Так бывает в природе, но так может случиться и в человеческой судьбе. Вроде беспросветное существование, вроде и отдушины никакой нет, а, глядишь, и улыбнется тебе судьба, пошлет солнечный зайчик, и ты согреешься возле него, оттаяв душой и сердцем.
Извилисты дороги у Господа Бога, но путь его прям.
В этой парадоксальной истине вся жизнь человека, вся его деятельность на этом свете. Недаром говорят: «Что Бог не делает, все – к лучшему!»
Возьмем, например, Ниночку Теплякову, женщину еще, ничего себе, справную и лицом и телом. В свои сорок пять она выглядит на все тридцать и даже моложе, а судьба у нее аховая: замуж вышла по нужде в неполные семнадцать лет, родила сына, с которым ютилась в полуподвальном барачном помещении одна. О муже и говорить нечего. Тот после женитьбы, как с цепи сорвался, пил и гулял напропалую, с кем не попадя. Бывало, придет домой на рогах, упадет на постель во всем, в чем был и, отвернувшись к стенке, захрапит, как колесо ржавое, не смазанное. Или того хуже, когда недопьет, тогда его бывшая лагерная жизнь Ниночке и сыночку ее боком выходила – бил нещадно всем, что под руку попадало. Рычал по-звериному: «Я вас сделаю!»
Как он их «делать» собирался, они не знали, но все равно боялись и прятались на верхнем этаже у соседки, куда он заходить не спешил, так как у соседки сын – капитан милиции, и вход туда этому извергу был недоступен.
Иногда и мне, в моей барачной жизни, приходилось вздрагивать от одного его вида: сидит у окна, царапает рассохшуюся гитару и воет по-волчьи: «Заморили, суки, заморили, отобрали волюшку мою…»
Жениться на Ниночке, его обязал суд, который пригрозил снова отправить его на нары по статье за изнасилование несовершеннолетней, потому что Ниночка тогда училась в девятом классе, а ему шел тридцать первый год.

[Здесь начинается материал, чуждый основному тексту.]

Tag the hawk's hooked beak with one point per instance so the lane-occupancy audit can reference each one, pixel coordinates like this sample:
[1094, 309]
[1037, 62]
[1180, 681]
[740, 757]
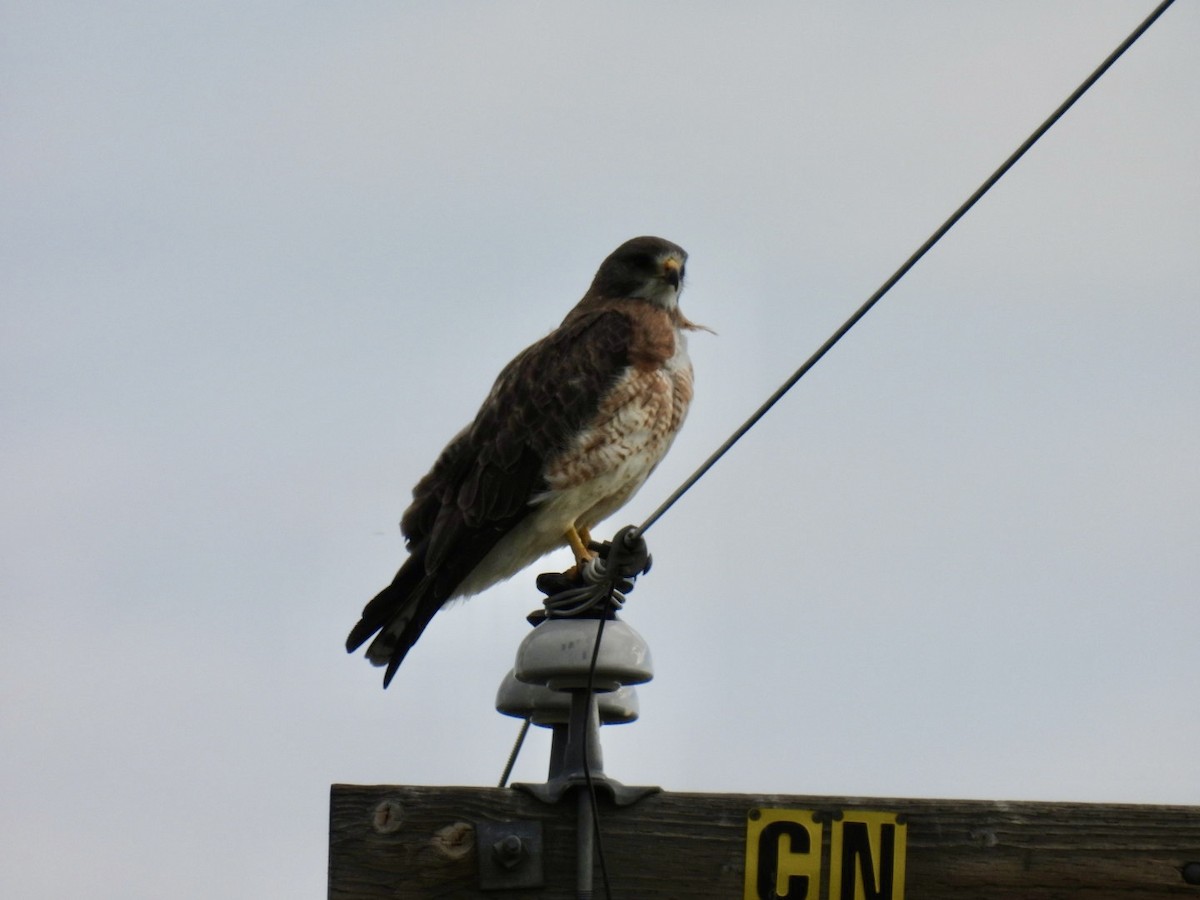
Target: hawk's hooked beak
[671, 271]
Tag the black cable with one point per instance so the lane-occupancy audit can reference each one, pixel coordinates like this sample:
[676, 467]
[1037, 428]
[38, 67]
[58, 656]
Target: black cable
[909, 264]
[587, 766]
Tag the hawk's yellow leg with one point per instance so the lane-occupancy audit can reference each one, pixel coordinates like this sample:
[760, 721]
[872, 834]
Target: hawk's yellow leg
[580, 544]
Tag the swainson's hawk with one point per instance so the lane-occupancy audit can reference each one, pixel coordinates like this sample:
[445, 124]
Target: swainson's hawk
[571, 429]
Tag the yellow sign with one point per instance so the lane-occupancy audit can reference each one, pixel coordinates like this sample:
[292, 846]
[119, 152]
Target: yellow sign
[856, 855]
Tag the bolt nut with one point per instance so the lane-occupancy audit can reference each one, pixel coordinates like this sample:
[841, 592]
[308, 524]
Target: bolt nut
[508, 851]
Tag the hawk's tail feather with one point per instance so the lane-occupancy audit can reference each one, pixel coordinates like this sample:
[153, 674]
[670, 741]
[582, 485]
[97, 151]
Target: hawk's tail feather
[396, 617]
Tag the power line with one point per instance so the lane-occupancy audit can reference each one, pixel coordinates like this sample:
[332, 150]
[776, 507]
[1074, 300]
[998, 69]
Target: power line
[907, 264]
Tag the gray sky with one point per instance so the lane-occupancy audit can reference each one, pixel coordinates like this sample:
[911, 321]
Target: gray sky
[261, 261]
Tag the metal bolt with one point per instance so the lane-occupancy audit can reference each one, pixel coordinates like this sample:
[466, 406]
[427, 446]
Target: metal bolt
[509, 851]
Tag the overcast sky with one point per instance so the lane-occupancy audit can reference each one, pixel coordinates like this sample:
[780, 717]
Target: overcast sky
[262, 259]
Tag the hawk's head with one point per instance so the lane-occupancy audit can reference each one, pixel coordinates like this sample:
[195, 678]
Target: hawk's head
[642, 268]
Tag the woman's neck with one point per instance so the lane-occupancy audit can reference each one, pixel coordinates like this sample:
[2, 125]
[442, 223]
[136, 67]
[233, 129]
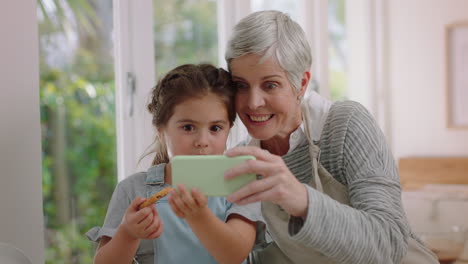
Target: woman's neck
[276, 145]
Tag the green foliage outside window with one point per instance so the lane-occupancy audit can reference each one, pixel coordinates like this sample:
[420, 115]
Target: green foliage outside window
[79, 170]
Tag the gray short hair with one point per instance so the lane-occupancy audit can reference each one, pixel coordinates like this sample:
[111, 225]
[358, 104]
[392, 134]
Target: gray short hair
[272, 33]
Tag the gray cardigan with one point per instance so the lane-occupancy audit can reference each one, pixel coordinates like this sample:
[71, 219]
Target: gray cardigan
[354, 151]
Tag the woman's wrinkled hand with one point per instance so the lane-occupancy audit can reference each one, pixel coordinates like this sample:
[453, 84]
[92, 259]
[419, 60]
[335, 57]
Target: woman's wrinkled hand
[277, 184]
[187, 204]
[141, 223]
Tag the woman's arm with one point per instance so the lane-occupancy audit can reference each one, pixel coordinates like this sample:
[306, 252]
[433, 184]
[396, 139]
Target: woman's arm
[136, 225]
[227, 242]
[374, 228]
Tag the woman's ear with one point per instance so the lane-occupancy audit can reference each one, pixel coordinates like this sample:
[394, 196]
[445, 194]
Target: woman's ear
[304, 83]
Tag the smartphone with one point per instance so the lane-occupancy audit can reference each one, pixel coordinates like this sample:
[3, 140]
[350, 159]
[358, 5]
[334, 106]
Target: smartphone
[206, 173]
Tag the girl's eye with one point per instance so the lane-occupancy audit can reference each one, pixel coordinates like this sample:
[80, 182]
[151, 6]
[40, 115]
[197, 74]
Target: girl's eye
[216, 128]
[188, 128]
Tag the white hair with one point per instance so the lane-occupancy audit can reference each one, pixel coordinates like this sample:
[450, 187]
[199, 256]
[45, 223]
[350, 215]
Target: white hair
[272, 33]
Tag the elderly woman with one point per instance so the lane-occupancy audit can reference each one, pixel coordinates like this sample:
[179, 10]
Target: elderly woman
[329, 187]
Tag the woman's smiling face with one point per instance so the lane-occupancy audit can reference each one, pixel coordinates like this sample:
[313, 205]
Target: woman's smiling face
[266, 102]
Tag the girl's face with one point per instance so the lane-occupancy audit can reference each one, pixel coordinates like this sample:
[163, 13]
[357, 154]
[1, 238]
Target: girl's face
[199, 126]
[266, 101]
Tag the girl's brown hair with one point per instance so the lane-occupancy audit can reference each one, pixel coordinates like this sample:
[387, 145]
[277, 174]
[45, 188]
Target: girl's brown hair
[182, 83]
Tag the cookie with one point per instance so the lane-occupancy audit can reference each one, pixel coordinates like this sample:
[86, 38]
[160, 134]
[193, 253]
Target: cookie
[155, 197]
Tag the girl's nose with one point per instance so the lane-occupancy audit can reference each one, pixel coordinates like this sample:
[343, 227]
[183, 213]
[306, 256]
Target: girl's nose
[202, 140]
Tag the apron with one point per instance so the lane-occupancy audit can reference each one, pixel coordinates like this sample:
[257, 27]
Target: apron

После первой отсидки, он по женскому роду очень уж томился, а Ниночка, как на грех, из детского дома в школу проходила мимо его окна, где он жил в том полуподвальном помещении, в котором позже придется ей горе мыкать одной с ребенком на руках в наше не милостивое, сундучное время.
Насильника и дебошира наконец-то посадили теперь уж на длительный срок за участие в организованной преступной группировке, промышлявшей на дорогах, перетряхивая фуры дальнобойщиков и простых водителей с дефицитными грузами.
Срок большой у мужа, а Ниночке облегчение, передышка вышла душой не бояться, дышать без стеснения в груди, говорить полным голосом.
Одно плохо – бескормица. Раньше хоть какие-никакие деньжонки водились, а теперь, где ж они?
Они у тех, кто по жизни вертится, работает или так по удаче живет. А у Ниночки, какая удача? Она не работает, сын малой, его без глаза не оставишь…
Она и рада была бы вертеться, да не выплясывается у нее ничего. Живет на пособие по ребенку, да на случайный заработок – конверты на дому клеит для почтамта. Вот и весь навар, как бульон после варки яиц. И-ехх! Жизнь Бекова – тебя бьют, а тебе некого!
В нужде и не заметила, как сын Андрюша в школу пошел. И в кого он только уродился? Все на лету схватывает. Дневник пятерками, как дипломатическая почта печатями, облеплен. Учителя не нарадуются, медалей с олимпиад навозил, хоть крышки закаточные из них делай к банкам, в которых огурцы маринуют.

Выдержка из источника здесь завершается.